MATARAM O VENDEDOR DE TAPIOCAS?
O meu inesperado problema começou quando perdi o último ônibus à meia noite. Sem outra opção, decidi caminhar na noite deserta os quatro quilômetros até a casa onde eu residia. O único barulho atormentando as ruas por onde eu passava era dos cachorros, cujos latidos enraivecidos aconteciam porque certamente eles farejavam a presença móvel de alguém desconhecido no ambiente territorial deles. Isso não me incomodava, o coração acelerado tinha por razão o temor de ser abordado por assaltantes ou algum mal intencionado errante.
Para meu pavor, numa esquina surgiram, de súbito, cinco sujeitos completamente embriagados falando alto e promovendo algazarra entre eles. Ao me avistarem, os bêbados se animaram e foram ao meu encontro. Não tive como escapar nem achei de bom alvitre correr, preferi fazer o jogo deles e rezar para tudo acabar bem e logo.
Fui abraçado, obrigado a beber com eles, empurraram-me, estapearam-me, levei solavancos, fizeram todo tipo de piada comigo, rasgaram minha camisa, quase me derrubaram - provavelmente seria o meu fim -, enfim trataram-me como uma marionete, um brinquedo, um palhaço, o bobo da corte, praticamente tudo que um Pitbull faria com um pobre gatinho antes de faze-lo em pedaços.

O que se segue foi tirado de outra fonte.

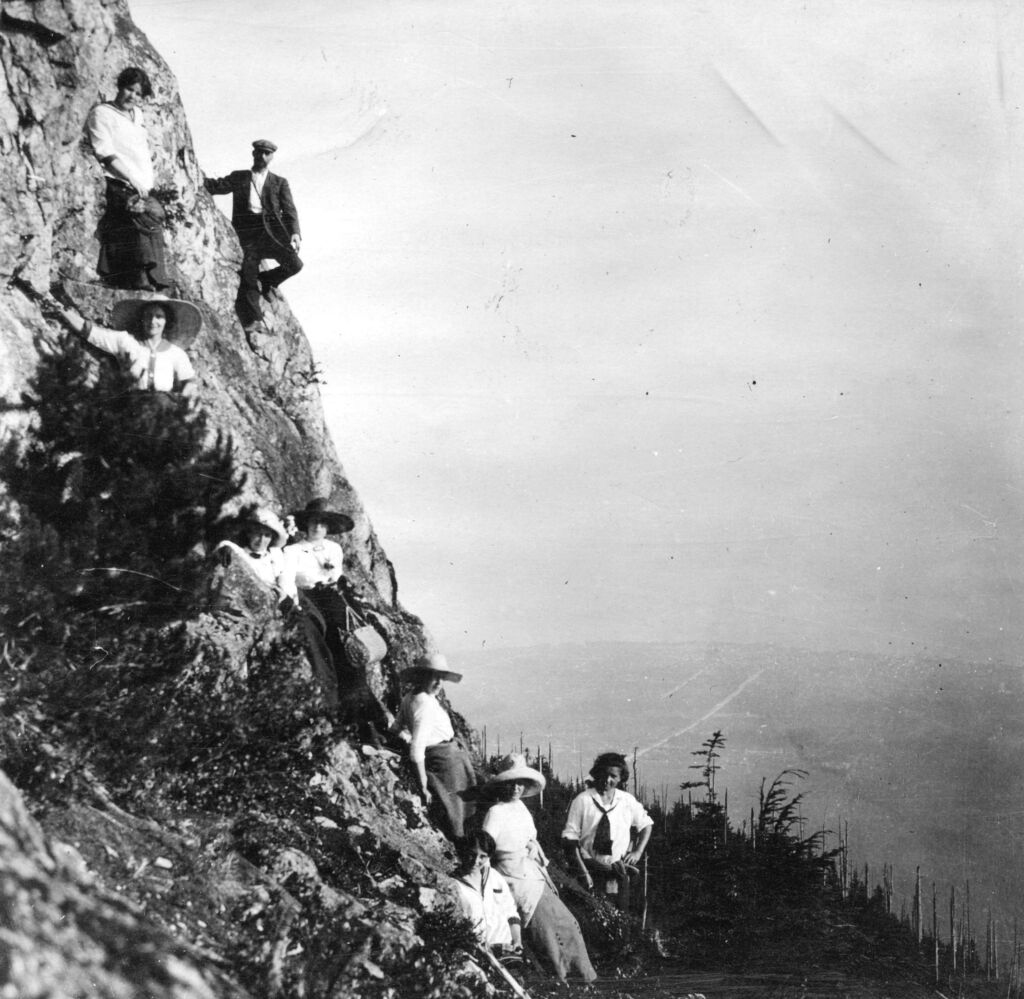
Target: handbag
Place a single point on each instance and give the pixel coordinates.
(361, 642)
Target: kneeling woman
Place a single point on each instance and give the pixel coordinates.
(550, 927)
(443, 769)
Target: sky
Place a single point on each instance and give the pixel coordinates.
(655, 321)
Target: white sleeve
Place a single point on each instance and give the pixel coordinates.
(286, 577)
(115, 342)
(419, 711)
(100, 134)
(183, 371)
(641, 820)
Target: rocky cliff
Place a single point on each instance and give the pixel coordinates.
(184, 823)
(59, 58)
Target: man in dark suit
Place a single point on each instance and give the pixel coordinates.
(264, 217)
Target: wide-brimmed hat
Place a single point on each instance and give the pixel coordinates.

Por dentro eu rezava implorando por um milagre que os fizesse deixar-me ir em paz, que preservassem minha vida. O tempo passava e eles pareciam cada vez mais violentos e dispostos a tudo, tinham-me em suas mãos. Talvez não houvesse saída para mim.
Foi quando - jamais consegui explicar como nem por quê - surgiu não sei de onde um garoto com um tabuleiro na cabeça gritando: " Olha a tapioca! Olha a tapioca! " Como isso era possível? Naquela hora, vendendo tapioca e aos gritos? Seria real ou eu estava sonhando depois de ser tão machucado? Não sei. Tratava-se só milagre suplicando? Não sei, e nem queria conjecturar sobre isso, precisava fugir dali o mais depressa possível. Os cinco homens embriagados ouviram os gritos do garoto anunciando seu produto, pararam de me agredir e de me fazer de bola chutada por todos, então correram na direção do vendedor de tapioca. Rasgado, machucado e meio tonto, sem pensar duas vezes, corri desesperado batendo o pé na bunda, sem olhar para trás, sem raciocinar, chorando de alívio, não parando até chegar ao meu destino. Ninguém correu atrás de mim, mesmo os cachorros não latiam mais, somente quando entrei em casa lembrei do menino vendedor de tapiocas. Arrepiei-me todo. Era de verdade ou foi um milagre?